The Fed is not in control of the yield curve. No one is.

The Fed is not in control of the yield curve. No one is. 


By
George Lagarias


The three things I would tell my clients this morning:

  1. US Debt is rising and the Fed is not buying any more.

  2. Additionally, geopolitics threaten to destabilise inflation again.

  3. This leads to one conclusion: The long end of the curve now has a life of its own. Investors thinking that the Fed is in control and can bring yields back down whenever it wants, need to think twice.

It sounds like a meme, but it actually happened. After a heated argument with a dear family member last week, I decided to do what nice boys do and went to buy flowers, hoping, in vain of course, that I could resolve matters swiftly with £20 worth of generic orchids. Unsurprisingly I didn’t, and another loved one joined the dangerously elongating queue of people annoyed at me these days. As I approached the register, my florist asked me whether he should be buying the US 10y Treasury or whether he should go short duration.

My jaw dropped!

I have spent 20 years in financial markets. Bonds are generally a little-understood asset class, despite the fact that they are the biggest one and that debt makes the world go round. They mostly depend on the macroeconomic environment, their risk is non-linear, duration is an obscure concept and, besides, everyone prefers talking about tech stocks. I have met Chief Investment Officers who needed someone to explain the difference between maturity and duration. And here I am, talking to a kind and unassuming little 70-year-old man serving customers in a small Athens neighbourhood, about the US yield curve. Again, not a story to impress, but an actual event. And the lesson from that is, more often than not, that one should be wary of an asset class that has caught the attention of retail so much.

With the S&P treading water in the past few months, all eyes are of course on bonds. Until the Middel East conflict erupted, yields, especially at the long end, were picking up. The US 10y is reaching the 5% mark. It was not long ago when we all agreed that we would begin looking at it when it crossed the 2.5% mark. A generation that hasn’t seen a yield is now enticed by it. Sage investors will of course go for the yield, which means they will aim for the maturity matching their liabilities. They already acknowledge that bonds are very volatile right now, and are well-warned by JP Morgan boss Jaime Dimon that yields could hit 7%.  

However, at the back of most investor’s heads, is the assertion that the Fed is still in control of the yield curve. After all, with Quantitative Tightening it can control the demand of shorter term issuance. And if it decided to buy long bonds again, as Gavekal’s Louis Gave suggests might eventually happen, in order to monetise the huge debt, it could control both ends. So when purchasing a bond, many think that the yields will stop rising when the Fed wants them to.

I believe that, at this point, this self-assurance is false.

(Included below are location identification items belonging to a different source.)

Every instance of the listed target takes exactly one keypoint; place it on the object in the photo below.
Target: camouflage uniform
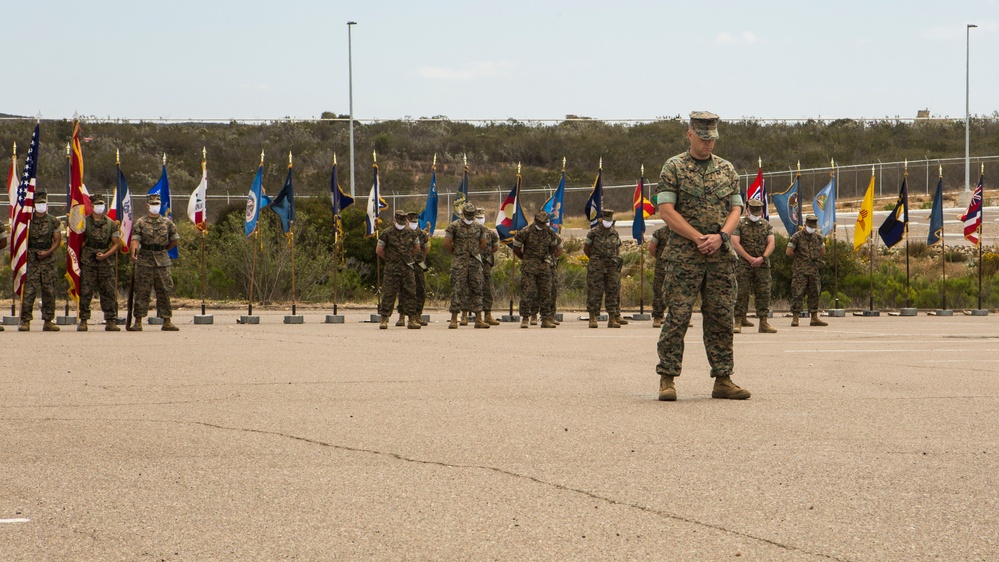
(466, 265)
(399, 278)
(703, 195)
(603, 272)
(153, 268)
(538, 245)
(40, 276)
(659, 290)
(99, 235)
(805, 270)
(753, 238)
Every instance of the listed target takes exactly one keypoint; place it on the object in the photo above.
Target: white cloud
(470, 71)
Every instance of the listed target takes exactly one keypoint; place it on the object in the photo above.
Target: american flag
(973, 218)
(24, 207)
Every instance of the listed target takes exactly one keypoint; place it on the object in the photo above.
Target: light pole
(967, 108)
(350, 82)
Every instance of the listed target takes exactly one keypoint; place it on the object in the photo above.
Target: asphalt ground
(871, 439)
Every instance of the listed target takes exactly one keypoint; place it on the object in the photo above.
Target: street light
(967, 108)
(350, 82)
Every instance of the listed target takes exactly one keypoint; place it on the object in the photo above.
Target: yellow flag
(865, 218)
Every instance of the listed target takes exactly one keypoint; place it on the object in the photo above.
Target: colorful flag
(510, 218)
(555, 204)
(162, 188)
(788, 207)
(428, 216)
(824, 207)
(894, 228)
(76, 218)
(284, 204)
(865, 218)
(121, 210)
(936, 216)
(375, 206)
(973, 217)
(24, 208)
(196, 204)
(595, 204)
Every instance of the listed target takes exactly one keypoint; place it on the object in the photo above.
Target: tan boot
(667, 389)
(725, 388)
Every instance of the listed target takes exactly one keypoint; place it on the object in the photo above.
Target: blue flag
(936, 216)
(162, 188)
(595, 204)
(428, 217)
(824, 207)
(284, 204)
(788, 208)
(893, 229)
(555, 204)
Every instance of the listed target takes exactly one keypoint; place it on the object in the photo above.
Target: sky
(516, 59)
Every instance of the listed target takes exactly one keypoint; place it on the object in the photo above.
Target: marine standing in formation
(466, 240)
(398, 246)
(807, 248)
(538, 245)
(603, 272)
(753, 241)
(488, 261)
(101, 241)
(44, 237)
(698, 198)
(153, 236)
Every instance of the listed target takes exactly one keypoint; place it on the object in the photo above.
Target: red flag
(76, 219)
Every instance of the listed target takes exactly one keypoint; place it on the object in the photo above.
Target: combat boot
(667, 390)
(725, 388)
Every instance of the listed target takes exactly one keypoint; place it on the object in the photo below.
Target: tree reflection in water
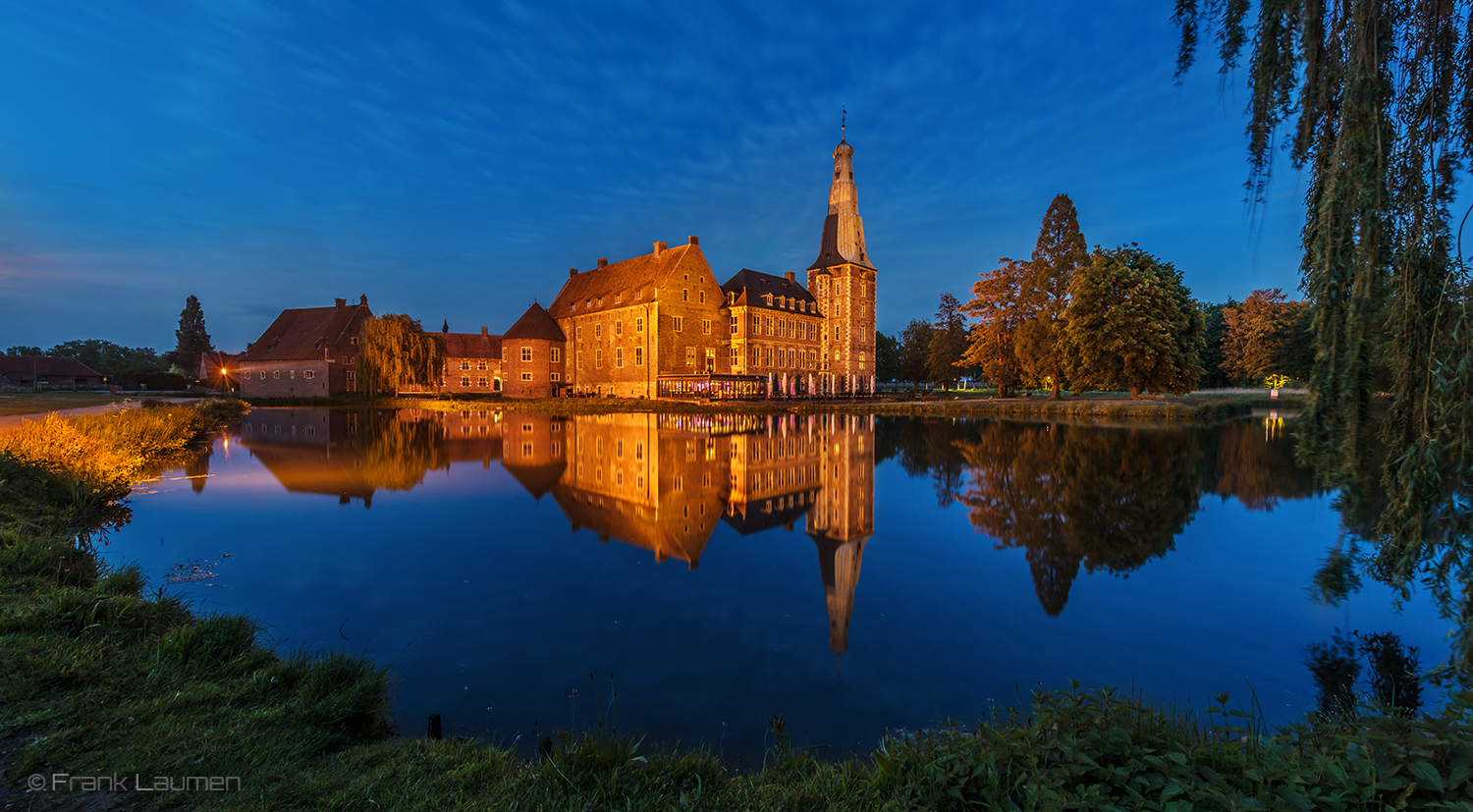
(1101, 499)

Last week is telling of things that may come for a generation that re-discovered bond yields. The new war in Israel temporarily brought yields down, only for them to rebound again. And, more important, Fed officials acknowledged that higher bond yields reduce the need for the Fed to raise short-term rates, which means that the Fed has officially paused.

A few weeks ago, the Fed was warning of further hikes. Now, that yields have moved more swiftly, the US central bank changed its rhetoric. The moral of the story is that when inflation is not under control, the central bank is not in control of yields.

The Fed’s lack of control is not difficult to substantiate.

  1. Last week’s inflation number in the US was once again higher for the third straight month. And even though the super-core inflation (ex food, gas, housing) is stable, we could be faced with a third inflation wave that has yet to translate into renewed demand-side pressures.

  2. At the long end, especially, where the Fed is absent, the US government is present with an increasing supply of debt, possibly more than the market can digest. Every month, US government institutions are price-insensitive sellers of debt worth $US 220bn. $21tn of Federal debt needs financing from someone else other than the Fed, which is contracting its own balance sheet at the pace of $60bn per month. A recession could cause an additional need for $1.5tn of debt per annum. Can the market digest all this debt issuance?

  3. Presently, there are two major wars, in Eastern Europe and Israel, that affect energy and food prices. The geopolitical backdrop is as unstable as the 1970s, if not more so. Wars are inherently inflationary.

So investors should bear this in mind. Currently, the yield curve is disinverting as the long end is becoming unhinged. For long term yields to come under control again, especially with such high issuance and the absence of the central bank buying, inflation needs to come under control. We are not there yet. When geopolitics is unstable, inflation tends to come in waves.